The stories about Walsh Park date back to 1912. A malt company operating there burned down that year, and authorities discovered the fire was started on purpose.

In July 1970, an abandoned factory on the site also burned to the ground weeks before it was slated to be demolished.

That fire, it turns out, also was intentional: The factory blaze was one of a series of arsons in the area linked to an insurance fraud scheme. The plot later became a public park named after John Walsh, a firefighter who died from injuries received while putting out the fire.

Almost all of those stories are available in digital form on the Bizarre Bucktown website. That includes some of Meyer’s favorites, like how the congregation of St. Mary of the Angels saved the church from demolition, and the sordid saga of illicit gambling and corruption at Lottie’s Pub.

He’s also partial to the history of the 1915 Chicago tailor strike, which saw garment workers at factories in Bucktown and across the city demand better contracts.

“That was such an impactful thing for not only the city but the whole country. And it’s all centered right here,” Meyer said.

Gordon Meyer in action on his Bizarre Wicker Park tour Credit: Provided

Meyer concedes the virtual tours are a bit of a trade-off, where viewers sacrifice the chance to ask questions and have a back-and-forth with him about a particular story they’re interested in. But there are also numerous perks, he said.

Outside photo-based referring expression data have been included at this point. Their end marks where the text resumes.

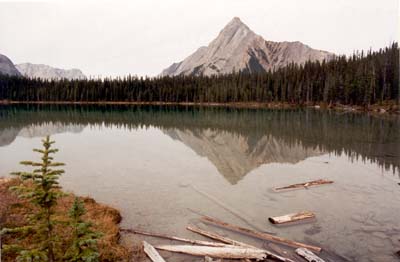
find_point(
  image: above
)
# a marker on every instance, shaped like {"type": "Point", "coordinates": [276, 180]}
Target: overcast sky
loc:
{"type": "Point", "coordinates": [142, 37]}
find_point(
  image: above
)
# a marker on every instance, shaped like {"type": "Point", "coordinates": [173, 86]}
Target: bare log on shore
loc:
{"type": "Point", "coordinates": [216, 252]}
{"type": "Point", "coordinates": [291, 217]}
{"type": "Point", "coordinates": [308, 255]}
{"type": "Point", "coordinates": [318, 182]}
{"type": "Point", "coordinates": [235, 243]}
{"type": "Point", "coordinates": [259, 235]}
{"type": "Point", "coordinates": [152, 252]}
{"type": "Point", "coordinates": [194, 242]}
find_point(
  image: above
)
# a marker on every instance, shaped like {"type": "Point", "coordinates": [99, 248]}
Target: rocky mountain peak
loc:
{"type": "Point", "coordinates": [237, 47]}
{"type": "Point", "coordinates": [7, 67]}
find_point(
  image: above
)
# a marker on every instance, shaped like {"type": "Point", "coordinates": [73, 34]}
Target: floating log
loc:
{"type": "Point", "coordinates": [216, 252]}
{"type": "Point", "coordinates": [235, 243]}
{"type": "Point", "coordinates": [259, 235]}
{"type": "Point", "coordinates": [152, 252]}
{"type": "Point", "coordinates": [308, 255]}
{"type": "Point", "coordinates": [194, 242]}
{"type": "Point", "coordinates": [318, 182]}
{"type": "Point", "coordinates": [291, 217]}
{"type": "Point", "coordinates": [218, 237]}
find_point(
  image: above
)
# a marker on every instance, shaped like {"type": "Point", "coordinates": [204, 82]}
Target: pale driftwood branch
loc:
{"type": "Point", "coordinates": [235, 243]}
{"type": "Point", "coordinates": [225, 206]}
{"type": "Point", "coordinates": [209, 259]}
{"type": "Point", "coordinates": [194, 242]}
{"type": "Point", "coordinates": [285, 253]}
{"type": "Point", "coordinates": [308, 255]}
{"type": "Point", "coordinates": [291, 217]}
{"type": "Point", "coordinates": [318, 182]}
{"type": "Point", "coordinates": [216, 252]}
{"type": "Point", "coordinates": [259, 235]}
{"type": "Point", "coordinates": [152, 252]}
{"type": "Point", "coordinates": [218, 237]}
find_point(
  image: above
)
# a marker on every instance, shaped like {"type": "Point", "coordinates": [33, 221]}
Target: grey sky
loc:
{"type": "Point", "coordinates": [143, 37]}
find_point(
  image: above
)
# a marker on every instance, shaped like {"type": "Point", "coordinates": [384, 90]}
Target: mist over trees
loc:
{"type": "Point", "coordinates": [363, 79]}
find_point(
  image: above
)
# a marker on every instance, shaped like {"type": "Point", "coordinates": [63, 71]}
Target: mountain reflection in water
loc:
{"type": "Point", "coordinates": [236, 141]}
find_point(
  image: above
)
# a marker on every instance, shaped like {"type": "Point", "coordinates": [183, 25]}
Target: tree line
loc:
{"type": "Point", "coordinates": [363, 78]}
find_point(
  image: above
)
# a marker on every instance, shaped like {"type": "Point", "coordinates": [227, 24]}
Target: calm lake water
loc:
{"type": "Point", "coordinates": [162, 166]}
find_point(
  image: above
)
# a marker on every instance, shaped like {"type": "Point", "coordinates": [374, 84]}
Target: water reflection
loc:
{"type": "Point", "coordinates": [236, 141]}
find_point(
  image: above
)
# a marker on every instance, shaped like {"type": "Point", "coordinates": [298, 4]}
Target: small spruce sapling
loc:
{"type": "Point", "coordinates": [42, 192]}
{"type": "Point", "coordinates": [84, 239]}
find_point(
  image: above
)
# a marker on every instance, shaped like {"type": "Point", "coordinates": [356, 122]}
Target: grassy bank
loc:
{"type": "Point", "coordinates": [105, 219]}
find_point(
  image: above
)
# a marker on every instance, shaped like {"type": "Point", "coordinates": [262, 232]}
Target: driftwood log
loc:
{"type": "Point", "coordinates": [194, 242]}
{"type": "Point", "coordinates": [236, 243]}
{"type": "Point", "coordinates": [285, 253]}
{"type": "Point", "coordinates": [216, 252]}
{"type": "Point", "coordinates": [259, 235]}
{"type": "Point", "coordinates": [152, 252]}
{"type": "Point", "coordinates": [318, 182]}
{"type": "Point", "coordinates": [291, 217]}
{"type": "Point", "coordinates": [308, 255]}
{"type": "Point", "coordinates": [217, 237]}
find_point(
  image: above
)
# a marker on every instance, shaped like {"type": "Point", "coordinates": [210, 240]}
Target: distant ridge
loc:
{"type": "Point", "coordinates": [237, 47]}
{"type": "Point", "coordinates": [48, 72]}
{"type": "Point", "coordinates": [7, 67]}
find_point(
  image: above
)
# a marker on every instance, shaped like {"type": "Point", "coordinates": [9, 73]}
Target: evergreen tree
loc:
{"type": "Point", "coordinates": [40, 188]}
{"type": "Point", "coordinates": [84, 240]}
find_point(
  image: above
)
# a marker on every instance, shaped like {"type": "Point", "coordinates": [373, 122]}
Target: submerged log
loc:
{"type": "Point", "coordinates": [152, 252]}
{"type": "Point", "coordinates": [318, 182]}
{"type": "Point", "coordinates": [225, 206]}
{"type": "Point", "coordinates": [194, 242]}
{"type": "Point", "coordinates": [216, 252]}
{"type": "Point", "coordinates": [291, 217]}
{"type": "Point", "coordinates": [259, 235]}
{"type": "Point", "coordinates": [308, 255]}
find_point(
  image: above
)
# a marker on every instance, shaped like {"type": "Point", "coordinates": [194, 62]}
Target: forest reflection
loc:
{"type": "Point", "coordinates": [235, 140]}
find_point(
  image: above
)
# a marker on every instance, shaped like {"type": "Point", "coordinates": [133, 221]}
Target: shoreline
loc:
{"type": "Point", "coordinates": [104, 218]}
{"type": "Point", "coordinates": [389, 107]}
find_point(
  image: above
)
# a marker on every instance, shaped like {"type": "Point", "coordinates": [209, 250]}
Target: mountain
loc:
{"type": "Point", "coordinates": [239, 48]}
{"type": "Point", "coordinates": [7, 67]}
{"type": "Point", "coordinates": [48, 72]}
{"type": "Point", "coordinates": [9, 134]}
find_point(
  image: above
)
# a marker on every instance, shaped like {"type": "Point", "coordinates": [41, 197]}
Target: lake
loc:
{"type": "Point", "coordinates": [162, 166]}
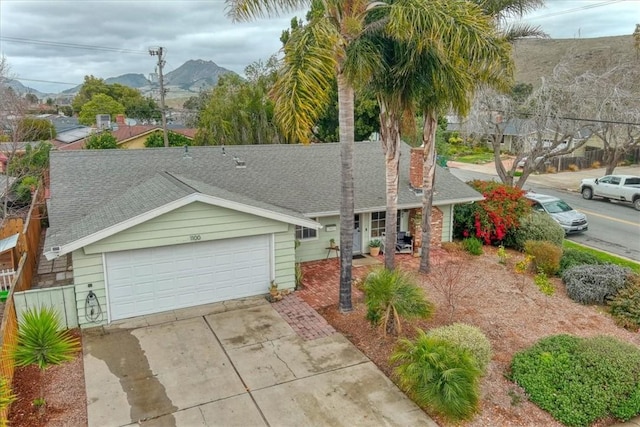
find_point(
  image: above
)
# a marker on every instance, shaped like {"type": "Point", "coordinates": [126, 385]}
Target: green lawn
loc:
{"type": "Point", "coordinates": [476, 158]}
{"type": "Point", "coordinates": [604, 256]}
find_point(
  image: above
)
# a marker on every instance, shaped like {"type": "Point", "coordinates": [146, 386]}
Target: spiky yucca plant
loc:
{"type": "Point", "coordinates": [43, 342]}
{"type": "Point", "coordinates": [438, 375]}
{"type": "Point", "coordinates": [6, 399]}
{"type": "Point", "coordinates": [391, 295]}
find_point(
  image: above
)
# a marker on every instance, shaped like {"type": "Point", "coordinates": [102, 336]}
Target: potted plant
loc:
{"type": "Point", "coordinates": [374, 247]}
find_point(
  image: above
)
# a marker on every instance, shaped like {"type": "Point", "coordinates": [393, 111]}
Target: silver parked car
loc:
{"type": "Point", "coordinates": [569, 219]}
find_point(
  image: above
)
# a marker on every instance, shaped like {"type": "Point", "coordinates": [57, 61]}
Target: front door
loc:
{"type": "Point", "coordinates": [357, 235]}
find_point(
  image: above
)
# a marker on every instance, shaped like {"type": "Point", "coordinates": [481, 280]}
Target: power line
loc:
{"type": "Point", "coordinates": [71, 45]}
{"type": "Point", "coordinates": [575, 9]}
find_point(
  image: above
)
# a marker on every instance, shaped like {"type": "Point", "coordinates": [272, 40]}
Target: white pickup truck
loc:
{"type": "Point", "coordinates": [625, 188]}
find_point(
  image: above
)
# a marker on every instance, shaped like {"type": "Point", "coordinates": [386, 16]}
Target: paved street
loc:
{"type": "Point", "coordinates": [613, 227]}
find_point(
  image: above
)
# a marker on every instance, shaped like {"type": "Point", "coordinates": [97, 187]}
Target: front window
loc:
{"type": "Point", "coordinates": [377, 224]}
{"type": "Point", "coordinates": [304, 233]}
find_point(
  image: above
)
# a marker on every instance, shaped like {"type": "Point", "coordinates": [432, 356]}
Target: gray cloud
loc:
{"type": "Point", "coordinates": [196, 29]}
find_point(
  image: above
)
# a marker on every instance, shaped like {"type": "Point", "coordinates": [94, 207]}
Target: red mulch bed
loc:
{"type": "Point", "coordinates": [507, 306]}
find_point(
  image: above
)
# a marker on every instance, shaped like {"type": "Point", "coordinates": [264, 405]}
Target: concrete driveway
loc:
{"type": "Point", "coordinates": [234, 364]}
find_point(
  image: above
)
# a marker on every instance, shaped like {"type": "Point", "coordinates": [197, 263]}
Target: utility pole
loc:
{"type": "Point", "coordinates": [159, 52]}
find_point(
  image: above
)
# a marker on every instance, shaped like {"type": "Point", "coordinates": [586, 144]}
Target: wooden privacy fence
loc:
{"type": "Point", "coordinates": [29, 231]}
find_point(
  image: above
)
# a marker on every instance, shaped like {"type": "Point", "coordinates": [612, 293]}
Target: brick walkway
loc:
{"type": "Point", "coordinates": [307, 323]}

“You can take them in any order. And you can spread them out over time, you can watch them as many times as you want. So I think there are some advantages,” he said. “A lot of the stuff on the tour isn’t easily found, right? So if you’re curious about the history and just the neighborhood, it’s a good place to learn it. And you don’t have to worry about the weather.”

Meyer said he’s not sure if he’ll return to in-person tours, although he might entertain the idea of a hybrid model at some point. During the pandemic, he also launched a series of “Fact File” booklets with additional neighborhood stories. They’re available at Quimby’s Bookstore, 1854 W. North Ave.

What remains is his curiosity and passion for Bucktown and Wicker Park, something he hopes rubs off on the people who take — and now watch — his tours.

“I think history either speaks to you or it doesn’t,” Meyer said. “But if it does at all, and I think it can speak to a lot of people, then I think the stories are worth paying attention to.”